Section 9. Severable Provisions. The provisions of this Agreement are
severable and the invalidity of any one or more provisions shall not affect the
validity of any other provision. In the event that a court of competent
jurisdiction shall determine that any provision of this Agreement or the
application thereof is unenforceable in whole or in part because of the duration
or scope thereof, the parties hereto agree that said court in making such
determination shall have the power to reduce the duration and scope of such
provision to the extent necessary to make it enforceable, and that the Agreement
in its reduced form shall be valid and enforceable to the full extent permitted
by law.
Section 10. Notices. All notices hereunder, to be effective, shall be in
writing and shall be delivered by hand or mailed by certified mail, postage and
fees prepaid, as follows:
If to the Company: Space Systems/Loral, Inc.

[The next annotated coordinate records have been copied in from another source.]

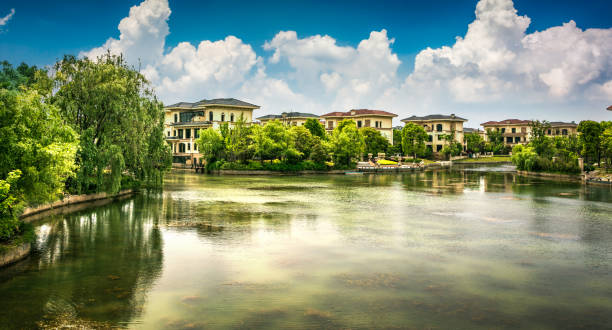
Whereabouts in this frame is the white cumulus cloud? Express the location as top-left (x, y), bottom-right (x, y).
top-left (0, 8), bottom-right (15, 27)
top-left (81, 0), bottom-right (612, 126)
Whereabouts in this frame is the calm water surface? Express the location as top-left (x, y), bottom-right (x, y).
top-left (0, 167), bottom-right (612, 329)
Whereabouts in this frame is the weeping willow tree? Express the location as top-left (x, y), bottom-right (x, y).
top-left (51, 53), bottom-right (171, 193)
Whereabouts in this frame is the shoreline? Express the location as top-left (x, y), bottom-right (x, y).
top-left (0, 189), bottom-right (137, 268)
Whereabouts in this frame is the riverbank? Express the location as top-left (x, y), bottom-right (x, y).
top-left (0, 224), bottom-right (36, 268)
top-left (516, 170), bottom-right (583, 181)
top-left (0, 189), bottom-right (136, 267)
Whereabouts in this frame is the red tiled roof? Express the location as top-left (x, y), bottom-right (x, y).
top-left (480, 119), bottom-right (531, 126)
top-left (321, 109), bottom-right (397, 117)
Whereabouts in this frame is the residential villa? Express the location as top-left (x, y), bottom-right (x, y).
top-left (257, 112), bottom-right (319, 126)
top-left (321, 109), bottom-right (397, 144)
top-left (164, 98), bottom-right (259, 165)
top-left (480, 119), bottom-right (531, 146)
top-left (402, 114), bottom-right (467, 153)
top-left (463, 127), bottom-right (487, 140)
top-left (545, 121), bottom-right (578, 136)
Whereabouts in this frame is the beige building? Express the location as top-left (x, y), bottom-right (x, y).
top-left (164, 98), bottom-right (259, 165)
top-left (402, 114), bottom-right (467, 153)
top-left (481, 119), bottom-right (531, 146)
top-left (546, 121), bottom-right (578, 136)
top-left (257, 112), bottom-right (319, 126)
top-left (321, 109), bottom-right (397, 144)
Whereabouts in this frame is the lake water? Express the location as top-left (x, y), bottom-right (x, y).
top-left (0, 167), bottom-right (612, 329)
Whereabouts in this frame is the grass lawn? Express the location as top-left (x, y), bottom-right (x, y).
top-left (454, 156), bottom-right (511, 163)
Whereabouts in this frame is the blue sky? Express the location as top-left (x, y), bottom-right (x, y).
top-left (0, 0), bottom-right (612, 124)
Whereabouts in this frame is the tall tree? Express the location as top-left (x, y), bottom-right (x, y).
top-left (360, 127), bottom-right (389, 155)
top-left (402, 123), bottom-right (428, 159)
top-left (331, 119), bottom-right (365, 166)
top-left (0, 89), bottom-right (78, 204)
top-left (304, 118), bottom-right (325, 139)
top-left (578, 120), bottom-right (602, 163)
top-left (51, 53), bottom-right (171, 192)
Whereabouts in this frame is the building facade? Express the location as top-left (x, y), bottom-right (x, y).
top-left (481, 119), bottom-right (531, 146)
top-left (257, 112), bottom-right (319, 126)
top-left (164, 98), bottom-right (259, 165)
top-left (321, 109), bottom-right (397, 144)
top-left (402, 114), bottom-right (467, 153)
top-left (546, 121), bottom-right (578, 136)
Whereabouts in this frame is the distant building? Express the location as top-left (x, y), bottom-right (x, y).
top-left (164, 98), bottom-right (259, 164)
top-left (402, 114), bottom-right (467, 153)
top-left (321, 109), bottom-right (397, 144)
top-left (546, 121), bottom-right (578, 136)
top-left (257, 112), bottom-right (319, 126)
top-left (480, 119), bottom-right (531, 146)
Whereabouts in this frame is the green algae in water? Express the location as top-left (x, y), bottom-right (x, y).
top-left (0, 167), bottom-right (612, 329)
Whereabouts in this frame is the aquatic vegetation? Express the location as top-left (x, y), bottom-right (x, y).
top-left (336, 273), bottom-right (404, 289)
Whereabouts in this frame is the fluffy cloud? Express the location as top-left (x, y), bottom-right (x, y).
top-left (395, 0), bottom-right (612, 120)
top-left (80, 0), bottom-right (171, 67)
top-left (0, 8), bottom-right (15, 27)
top-left (82, 0), bottom-right (612, 125)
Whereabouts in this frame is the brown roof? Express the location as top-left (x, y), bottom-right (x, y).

c/o Loral Space & Communications Inc.
000 Xxxxx Xxxxxx
Xxx Xxxx, Xxx Xxxx 00000
Attention: General Counsel
If to the Executive: C. Xxxxxxx XxXxxx
00000 Xxxxxxx Xxxxxx
Xxxxxxx, XX
or to such other address as a party may notify the other pursuant to a notice
given in accordance with this Section 10. All notices to any person shall be
deemed given when actually received by the person.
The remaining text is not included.